A Revolução Russa merece ser lembrada, pois como sua antecessora francesa teve um papel de destaque na formação de uma maneira diferente de se ver o mundo, a quebra de status quo. Em primeira vista a União Soviética pode ter acabado em 1989, e sua influencia direta pode ter também se exaurido com o tempo, mas seus impactos sociais estarão para sempre presentes no mundo. O mundo nunca mais foi o mesmo depois de 1917, assim como 1789. Os lideres de Estados vizinhos, tiveram que lidar com uma situação nunca vista antes, a justificação de poder que fugia do socialmente aceito. Em 1789 foi quebrada a relação soberano e servo, pela primeira vez a liberdade, igualdade e fraternidade foi mostrada ao mundo, a França pós-revolucionaria estenderia seus domínios de Portugal até a Polônia e da Normandia até o sul da Sicília, um Estado do povo havia subjugado seus inimigos monarcas e espalhado os ideais de sua revolução pelos quatro cantos da Europa.

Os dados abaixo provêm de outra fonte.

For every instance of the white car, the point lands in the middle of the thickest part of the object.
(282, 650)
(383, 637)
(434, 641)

Já em 1917, o individuo quebra as correntes que o aprisionavam em classes, a paz, o pão e terra foram cobrados de cada nobre e a Rússia czarista de servos e proletários, tornara-se a primeira republica socialista do mundo. Essa que vivia uma situação de quase pleno emprego, enquanto em 1930 os países capitalistas enfrentavam a pior crise da historia. Vale lembrar que em 1945 os russos colocariam sua bandeira sobre o Reichstag. Mas mais que isso a Revolução Russa mostrou para o mundo uma coisa ainda maior, como uma fênix, ela nos mostrou que existe sim uma forma diferente de se pensar, diferente do status quo. Afinal, não existe muita diferença entre o pão, a paz e a terra e a liberdade a igualdade e a fraternidade. Quando colocada em perspectiva, a Revolução Russa demonstra muito mais para a humanidade do que ela própria: a luta de toda sociedade pela liberdade. Toda uma luta inerente a qualquer sociedade.

Referencias Bibliográficas
FLORENZANO, M. A Revolução Russa Em Perspectiva Histórica e Comparada. São Paulo. 2008.
HOBSBAWM, E.  Ecos da Marselhesa: dois séculos reveem a Revolução Francesa. São Paulo: Companhia das Letras, 1996.
HOBSBAWM, E. A Era Das Revoluções. Rio De Janeiro. Paz & Terra, 2010.